The Feast of the Annunciation is a Royal Feast, one of the 12 Royal Feasts of the Ecclesiastical Year. This is a good opportunity for us to reflect upon the Virgin Mary’s mission, her life of prayer, and our spiritual journey through Great Lent.
It is fitting now for us to remember the manner in which the Virgin Mary lived in the Temple in Jerusalem for 12 years prior to the moment of the Annunciation. This period of 12 years was dedicated to the reading of the Holy Scriptures and other holy writings, to prayer and meditation, in hesychastic seclusion in preparation for receiving her mission. The Virgin Mary’s life in the Temple showed her to be worthy of the Good News brought by the Archangel Gabriel. The Archangel’s greeting shows the purity, innocence, and inner beauty with which the Virgin had adorned herself through her prayer in the Temple. It shows her to be “full of grace.” It is only in this state that she can receive the news that “the Holy Spirit will come upon you, and the power of the Highest will overshadow you; therefore, also, that Holy One who is to be born will be called the Son of God” (Luke 1:35). And she will respond in the name of all humanity, “Behold the maidservant of the Lord! Let it be to me according to your word” (Luke 1:38). She will offer herself with her entire being to the work of God, receiving through faith that which reason could not comprehend.

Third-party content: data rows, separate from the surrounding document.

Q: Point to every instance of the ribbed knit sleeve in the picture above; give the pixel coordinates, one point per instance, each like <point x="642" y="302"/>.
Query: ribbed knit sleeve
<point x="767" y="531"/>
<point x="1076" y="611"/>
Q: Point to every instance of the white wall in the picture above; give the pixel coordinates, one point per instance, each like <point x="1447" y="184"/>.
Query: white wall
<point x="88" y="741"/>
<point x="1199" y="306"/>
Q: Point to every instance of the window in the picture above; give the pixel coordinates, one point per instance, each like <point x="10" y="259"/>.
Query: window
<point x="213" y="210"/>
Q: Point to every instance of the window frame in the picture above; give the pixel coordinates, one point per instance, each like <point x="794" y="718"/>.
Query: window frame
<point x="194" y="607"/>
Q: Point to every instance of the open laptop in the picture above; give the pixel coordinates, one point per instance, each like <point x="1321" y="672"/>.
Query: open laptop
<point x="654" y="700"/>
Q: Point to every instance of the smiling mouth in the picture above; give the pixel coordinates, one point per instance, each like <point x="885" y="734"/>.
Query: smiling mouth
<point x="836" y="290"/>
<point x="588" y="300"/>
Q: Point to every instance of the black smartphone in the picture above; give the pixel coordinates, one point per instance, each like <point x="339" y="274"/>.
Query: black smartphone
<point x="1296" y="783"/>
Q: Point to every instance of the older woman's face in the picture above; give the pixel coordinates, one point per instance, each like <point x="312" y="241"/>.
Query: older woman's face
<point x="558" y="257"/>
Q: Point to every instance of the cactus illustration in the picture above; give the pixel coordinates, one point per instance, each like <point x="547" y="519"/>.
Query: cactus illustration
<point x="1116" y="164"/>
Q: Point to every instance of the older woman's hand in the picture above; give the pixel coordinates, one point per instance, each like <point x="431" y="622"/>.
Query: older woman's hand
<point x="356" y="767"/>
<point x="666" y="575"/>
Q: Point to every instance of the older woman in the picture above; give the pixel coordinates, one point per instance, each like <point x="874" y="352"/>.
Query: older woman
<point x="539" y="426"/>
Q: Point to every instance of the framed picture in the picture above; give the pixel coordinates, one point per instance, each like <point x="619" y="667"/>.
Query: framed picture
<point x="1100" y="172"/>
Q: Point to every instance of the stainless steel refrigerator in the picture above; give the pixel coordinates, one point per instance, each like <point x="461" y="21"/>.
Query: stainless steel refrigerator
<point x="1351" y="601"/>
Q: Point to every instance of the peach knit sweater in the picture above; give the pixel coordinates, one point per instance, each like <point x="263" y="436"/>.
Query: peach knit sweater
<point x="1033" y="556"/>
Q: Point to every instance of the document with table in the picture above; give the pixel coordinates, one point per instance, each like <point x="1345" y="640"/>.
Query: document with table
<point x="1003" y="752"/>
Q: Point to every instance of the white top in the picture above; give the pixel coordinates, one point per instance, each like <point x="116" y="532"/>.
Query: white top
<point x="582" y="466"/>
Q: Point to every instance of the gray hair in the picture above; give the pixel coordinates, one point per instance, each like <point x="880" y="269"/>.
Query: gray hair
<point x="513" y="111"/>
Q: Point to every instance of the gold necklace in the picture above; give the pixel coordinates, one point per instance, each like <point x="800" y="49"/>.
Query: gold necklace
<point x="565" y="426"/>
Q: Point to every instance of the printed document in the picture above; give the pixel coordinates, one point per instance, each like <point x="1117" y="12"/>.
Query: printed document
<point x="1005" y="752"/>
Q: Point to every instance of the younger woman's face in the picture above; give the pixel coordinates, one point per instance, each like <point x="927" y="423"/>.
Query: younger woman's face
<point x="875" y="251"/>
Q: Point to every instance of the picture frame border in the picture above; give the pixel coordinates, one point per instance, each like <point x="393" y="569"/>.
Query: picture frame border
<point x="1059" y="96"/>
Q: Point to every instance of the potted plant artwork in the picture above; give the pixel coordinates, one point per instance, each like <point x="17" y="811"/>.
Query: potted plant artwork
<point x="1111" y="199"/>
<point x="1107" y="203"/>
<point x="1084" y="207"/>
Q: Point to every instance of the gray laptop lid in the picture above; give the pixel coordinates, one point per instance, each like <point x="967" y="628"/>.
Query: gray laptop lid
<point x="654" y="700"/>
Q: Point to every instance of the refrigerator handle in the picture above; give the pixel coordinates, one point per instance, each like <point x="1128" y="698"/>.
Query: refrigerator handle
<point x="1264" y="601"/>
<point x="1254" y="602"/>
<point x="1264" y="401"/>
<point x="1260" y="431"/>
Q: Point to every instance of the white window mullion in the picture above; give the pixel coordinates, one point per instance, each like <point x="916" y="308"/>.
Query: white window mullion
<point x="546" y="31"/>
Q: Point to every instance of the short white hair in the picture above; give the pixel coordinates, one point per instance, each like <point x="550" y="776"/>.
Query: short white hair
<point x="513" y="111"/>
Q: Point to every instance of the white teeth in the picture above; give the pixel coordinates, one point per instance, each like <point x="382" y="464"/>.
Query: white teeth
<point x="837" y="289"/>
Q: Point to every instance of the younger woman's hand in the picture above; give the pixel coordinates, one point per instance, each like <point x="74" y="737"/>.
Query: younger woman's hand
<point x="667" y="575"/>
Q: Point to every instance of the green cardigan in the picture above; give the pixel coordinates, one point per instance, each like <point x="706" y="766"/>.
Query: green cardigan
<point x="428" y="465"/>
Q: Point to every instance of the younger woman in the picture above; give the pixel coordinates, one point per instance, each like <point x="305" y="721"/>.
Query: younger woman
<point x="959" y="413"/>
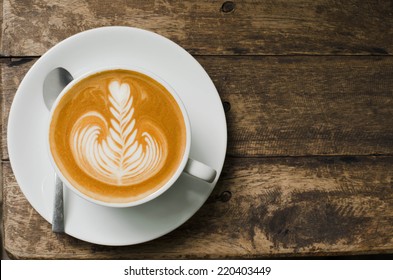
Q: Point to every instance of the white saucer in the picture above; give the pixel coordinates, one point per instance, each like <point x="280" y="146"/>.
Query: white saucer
<point x="99" y="48"/>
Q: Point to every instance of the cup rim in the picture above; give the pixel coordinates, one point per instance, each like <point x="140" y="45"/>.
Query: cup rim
<point x="181" y="165"/>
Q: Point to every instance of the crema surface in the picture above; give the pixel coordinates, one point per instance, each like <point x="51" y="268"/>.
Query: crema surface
<point x="117" y="135"/>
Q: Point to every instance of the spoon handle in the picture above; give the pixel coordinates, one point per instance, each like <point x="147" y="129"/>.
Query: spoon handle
<point x="58" y="211"/>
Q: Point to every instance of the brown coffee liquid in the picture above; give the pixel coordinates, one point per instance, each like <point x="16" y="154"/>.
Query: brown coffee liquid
<point x="117" y="136"/>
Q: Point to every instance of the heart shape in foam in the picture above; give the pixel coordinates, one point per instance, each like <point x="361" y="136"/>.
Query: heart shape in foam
<point x="112" y="151"/>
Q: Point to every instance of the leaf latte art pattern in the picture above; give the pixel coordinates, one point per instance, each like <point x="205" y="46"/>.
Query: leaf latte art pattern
<point x="112" y="151"/>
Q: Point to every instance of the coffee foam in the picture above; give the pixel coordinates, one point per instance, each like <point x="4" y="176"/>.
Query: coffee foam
<point x="120" y="158"/>
<point x="117" y="136"/>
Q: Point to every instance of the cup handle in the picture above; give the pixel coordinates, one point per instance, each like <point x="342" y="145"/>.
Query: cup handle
<point x="200" y="170"/>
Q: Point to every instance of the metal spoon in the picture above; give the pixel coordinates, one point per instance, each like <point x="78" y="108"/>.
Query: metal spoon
<point x="54" y="83"/>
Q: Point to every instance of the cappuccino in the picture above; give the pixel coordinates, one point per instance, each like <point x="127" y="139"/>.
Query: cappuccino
<point x="117" y="136"/>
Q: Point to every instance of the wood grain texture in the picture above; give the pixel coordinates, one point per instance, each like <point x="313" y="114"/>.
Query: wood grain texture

This special calling of the Virgin was not without trials. Righteous Simeon’s announcement at the Meeting of the Lord that “a sword will pierce through your own soul” (Luke 2:35) was fulfilled. The Virgin who received the Announcement in the Temple became, through her trials, the Mother of God who received the Crucified in her arms, but also the Mother of all of us who believe in the Crucified and Risen One.
This “becoming” of the Mother of God is a model for every Christian. God allows trials for everyone for his/her own “becoming.” And we will pass through trials with the help of the One who became our Mother at the feet of her Son’s Cross. The prayers of the Church are full of this faith in the power of the intercession and help of the Mother of God.
In the Paraklesis to the Theotokos we beseech the help and protection of the Mother of God in all the troubles and weaknesses of our life. We call her “a protection and shelter, treasury of healings, intercessor and wall unshakable, protector of Christians.” In the Akathist to the Protection of the Theotokos we say that her hands are ever raised in prayer from her love and mercy toward us. In the Akathist to the Theotokos, the Joy of all Who Sorrow, we all beseech her to help us in troubles: “O Most Holy Lady Theotokos, higher than the cherubim and more honored than the seraphim, Virgin chosen of God, the joy of all who sorrow; grant also comfort to us who are in the midst of troubles, for apart from you we have no other rescue and help. You alone are the mediator of our joy and as the Mother of God and the Mother of mercies, standing before the throne of the Holy Trinity, you can help us. For no one who prays to you in faith will be ashamed.” We affirm our faith in her quickly answered prayers to her Son, and we put our hope in her as the Mother of all Christians, especially of those in trials and tribulations!